Op-ed • “The View from the Field,” by Eric Dontigney •


I’m a writer.

That is one of the loneliest sentences in the world, for a host of reasons. Tell someone you’re a doctor or an accountant, they get a decent picture of what you do. The details might be wrong, but the gist is accurate. Tell someone you’re a writer and it evokes images of Hemingway in Paris or that pale, creepy guy hunched over a laptop at Starbucks. Cue the explanation that almost no professional writer fits those stereotypes.

Paris? Hell, Starbucks is out of the price range of many working writers. The median salary for journalists is around $40K a year, assuming you can get the job. Copywriters do a little better. Fiction writers? Ha! The average novel advance runs between $5K and $15K before taxes. Short stories? 6 cents a word is the professional pay rate. Of course, you must write the novels and short stories first. Then try to place them with magazines, agents or publishers.

You do most of it alone. You write by yourself. You revise by yourself. You develop query letters by yourself. You get rejection letters by yourself. You’re probably poor while doing most of it, so you beg off social engagements that cost money. You beg off free events because you need to write. It’s a lonely, lonely business.

Hi, I’m Eric. I’m a writer, and I feel your pain.

I’ve been writing in the non-school assignment way for around 20 years. It’s been my main occupation for about 10 years. My passion is fiction writing, but the bulk of my income comes from ghostwriting blogs and articles. I’ve also written ad copy, white papers, and ebooks for clients. I self-published a few novels. I made many mistakes along the way. With luck, I can help you avoid the worst of them.

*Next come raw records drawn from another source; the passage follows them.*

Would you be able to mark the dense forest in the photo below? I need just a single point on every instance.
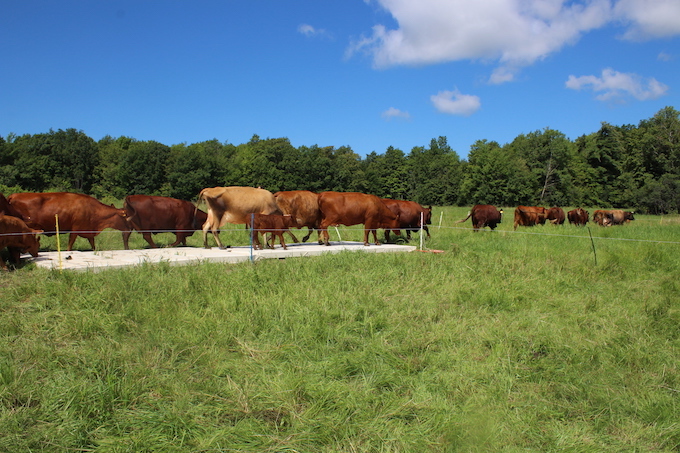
(618, 166)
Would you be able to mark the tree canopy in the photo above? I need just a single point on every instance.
(617, 166)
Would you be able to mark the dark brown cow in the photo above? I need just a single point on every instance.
(484, 215)
(18, 238)
(409, 213)
(233, 205)
(304, 206)
(578, 216)
(79, 215)
(530, 216)
(555, 215)
(354, 208)
(604, 217)
(8, 209)
(152, 215)
(274, 224)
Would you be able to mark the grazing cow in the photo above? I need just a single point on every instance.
(530, 216)
(604, 217)
(484, 215)
(152, 215)
(233, 205)
(304, 206)
(555, 216)
(274, 224)
(79, 215)
(18, 238)
(578, 216)
(409, 216)
(353, 208)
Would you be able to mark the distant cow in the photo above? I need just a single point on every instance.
(152, 215)
(555, 215)
(578, 216)
(484, 215)
(530, 216)
(604, 217)
(304, 206)
(79, 215)
(274, 224)
(233, 205)
(354, 208)
(18, 238)
(409, 213)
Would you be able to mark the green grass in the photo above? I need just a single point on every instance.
(505, 342)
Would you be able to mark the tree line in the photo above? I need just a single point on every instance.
(625, 166)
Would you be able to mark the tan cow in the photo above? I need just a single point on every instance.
(233, 204)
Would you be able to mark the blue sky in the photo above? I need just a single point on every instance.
(358, 73)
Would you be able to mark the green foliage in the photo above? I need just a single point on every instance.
(634, 166)
(505, 342)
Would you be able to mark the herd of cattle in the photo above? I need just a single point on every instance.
(487, 215)
(23, 216)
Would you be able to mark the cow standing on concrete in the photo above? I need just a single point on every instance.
(304, 206)
(354, 208)
(274, 224)
(79, 215)
(233, 205)
(18, 238)
(152, 215)
(484, 215)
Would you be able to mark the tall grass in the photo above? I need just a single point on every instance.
(506, 341)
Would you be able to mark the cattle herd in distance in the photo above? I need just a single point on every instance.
(24, 216)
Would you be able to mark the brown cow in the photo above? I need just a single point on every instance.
(555, 215)
(409, 213)
(18, 238)
(8, 209)
(530, 216)
(233, 205)
(274, 224)
(604, 217)
(152, 215)
(304, 206)
(484, 215)
(353, 208)
(79, 215)
(578, 216)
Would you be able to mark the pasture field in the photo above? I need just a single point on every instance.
(504, 342)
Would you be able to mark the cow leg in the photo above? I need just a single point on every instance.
(71, 239)
(291, 235)
(126, 239)
(147, 237)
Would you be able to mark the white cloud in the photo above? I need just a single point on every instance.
(309, 30)
(513, 33)
(395, 113)
(618, 85)
(456, 103)
(649, 19)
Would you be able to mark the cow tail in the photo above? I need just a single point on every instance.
(469, 214)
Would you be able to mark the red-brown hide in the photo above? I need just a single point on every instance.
(354, 208)
(152, 215)
(79, 215)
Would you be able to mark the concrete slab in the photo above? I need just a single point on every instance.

First things first, let’s talk about college. If you want to be a scientist, an engineer or a lawyer, you must go to college. If you want to be a writer, though, college is optional. Get a library card and subscriptions to The New York Times, The Atlantic Monthly, and Popular Science. Pick up copies of Strunk & White’s Elements of Style, Anne Lamott’s Bird by Bird, King’s On Writing, and Zinsser’s On Writing Well. Spend four years soaking up everything those resources offer. Read every day. Write for two hours a day. Forget that adverbs exist.

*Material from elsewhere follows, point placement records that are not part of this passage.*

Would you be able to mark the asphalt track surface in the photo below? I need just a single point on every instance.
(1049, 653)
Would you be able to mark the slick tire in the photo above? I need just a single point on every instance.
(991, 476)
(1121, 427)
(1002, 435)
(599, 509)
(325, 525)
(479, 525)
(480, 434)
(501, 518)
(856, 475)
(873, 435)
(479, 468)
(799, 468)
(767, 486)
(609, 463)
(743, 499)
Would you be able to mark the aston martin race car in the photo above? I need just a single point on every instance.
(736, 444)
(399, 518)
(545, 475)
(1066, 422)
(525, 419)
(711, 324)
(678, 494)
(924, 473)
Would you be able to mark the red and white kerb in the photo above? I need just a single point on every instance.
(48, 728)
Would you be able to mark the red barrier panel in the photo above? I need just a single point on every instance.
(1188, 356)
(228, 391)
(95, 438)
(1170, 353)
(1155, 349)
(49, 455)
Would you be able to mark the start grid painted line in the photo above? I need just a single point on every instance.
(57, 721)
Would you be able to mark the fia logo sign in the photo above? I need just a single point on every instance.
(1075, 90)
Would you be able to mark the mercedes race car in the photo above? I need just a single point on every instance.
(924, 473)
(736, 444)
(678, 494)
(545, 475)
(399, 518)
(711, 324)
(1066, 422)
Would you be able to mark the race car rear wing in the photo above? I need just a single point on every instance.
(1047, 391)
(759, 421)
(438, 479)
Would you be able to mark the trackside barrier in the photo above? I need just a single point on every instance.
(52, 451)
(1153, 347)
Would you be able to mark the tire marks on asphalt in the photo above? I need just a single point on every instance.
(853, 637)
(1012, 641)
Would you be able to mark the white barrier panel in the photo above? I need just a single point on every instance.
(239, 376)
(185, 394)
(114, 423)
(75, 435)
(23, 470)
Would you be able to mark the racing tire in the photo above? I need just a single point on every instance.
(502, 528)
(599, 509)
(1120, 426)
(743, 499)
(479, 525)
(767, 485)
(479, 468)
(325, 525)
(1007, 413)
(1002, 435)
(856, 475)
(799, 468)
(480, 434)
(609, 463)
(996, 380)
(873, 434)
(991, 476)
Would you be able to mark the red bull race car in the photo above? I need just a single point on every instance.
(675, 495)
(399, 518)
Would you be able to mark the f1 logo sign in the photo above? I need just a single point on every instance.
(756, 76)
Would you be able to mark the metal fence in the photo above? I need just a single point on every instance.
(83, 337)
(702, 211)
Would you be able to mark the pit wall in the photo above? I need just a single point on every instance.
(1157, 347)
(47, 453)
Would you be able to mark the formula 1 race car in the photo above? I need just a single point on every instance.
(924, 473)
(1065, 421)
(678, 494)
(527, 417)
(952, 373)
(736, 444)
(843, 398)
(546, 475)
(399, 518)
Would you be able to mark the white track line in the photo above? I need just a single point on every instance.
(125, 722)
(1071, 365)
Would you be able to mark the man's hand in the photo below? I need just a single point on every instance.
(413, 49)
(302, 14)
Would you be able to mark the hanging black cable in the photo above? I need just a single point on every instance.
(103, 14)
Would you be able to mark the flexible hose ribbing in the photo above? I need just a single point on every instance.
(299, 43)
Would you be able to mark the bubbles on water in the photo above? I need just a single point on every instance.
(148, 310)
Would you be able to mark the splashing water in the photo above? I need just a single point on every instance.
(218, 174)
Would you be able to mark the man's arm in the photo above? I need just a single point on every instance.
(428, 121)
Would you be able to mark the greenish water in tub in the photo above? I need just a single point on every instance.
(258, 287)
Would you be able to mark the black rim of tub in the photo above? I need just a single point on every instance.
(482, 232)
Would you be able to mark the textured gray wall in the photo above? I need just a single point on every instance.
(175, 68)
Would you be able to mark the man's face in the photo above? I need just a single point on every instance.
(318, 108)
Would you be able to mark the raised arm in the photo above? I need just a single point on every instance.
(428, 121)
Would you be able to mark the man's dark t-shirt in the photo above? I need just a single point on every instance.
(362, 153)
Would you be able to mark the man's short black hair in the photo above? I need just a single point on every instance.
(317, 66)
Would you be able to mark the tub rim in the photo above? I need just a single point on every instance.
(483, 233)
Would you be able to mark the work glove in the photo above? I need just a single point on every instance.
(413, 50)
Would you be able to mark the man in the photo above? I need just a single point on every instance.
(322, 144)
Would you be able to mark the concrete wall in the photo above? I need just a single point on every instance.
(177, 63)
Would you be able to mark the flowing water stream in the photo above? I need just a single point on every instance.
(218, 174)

You will become a better writer and save a lot of money.

While you’re doing all of that, join a writing group. You don’t like people? You hate social situations? Join a writing group anyway. Social contact supports your mental well-being, a notorious weak spot for writers. Exposure to other writers helps you identify and correct the flaws in your writing. It also forces you to develop a thick skin. That’s important and you’ll need it later.

Now, we come to the hard part. Did you just blink? Yeah, all of that other stuff was just the pre-game. You must submit your work to magazines or send query letters to agents and editors. You will get rejected over and over again. I know. I still have a folder somewhere stuffed with rejection letters.

Now, for the love of God, don’t do what I did. I’d reached the point where editors were sending personalized rejections to my short story submissions. For the record, that’s a good indication that you’re close to producing publishable work. I was too inexperienced and my ego too fragile to internalize that fact. I never developed that all-important thick skin. The rejections wore me down. I all but quit writing fiction for years. I went college. I racked up a staggering amount of debt.

Fast forward to after college. An aunt brought NaNoWriMo to my attention and I decided to give it a go. I wrote a book, or most of one, in 30 days. By some miracle, I wrote a novel that hung together on a plot level. The characters were, if not original, original enough. It was okay. Then, I made a bunch of mistakes.

What the book needed was about 5 more drafts and input from a genre-conscious writing group. It got none of that. I also never bothered to query agents about it. Nope, not this guy. I went straight to self-publishing. Blame it on a dysfunction cocktail of ego, fear of rejection, and raw impatience. I’d written a book. I wanted it out in the world where people could read it. The book wasn’t ready and I knew nothing about marketing. Predictably, family and typo-tolerant friends were my only readers.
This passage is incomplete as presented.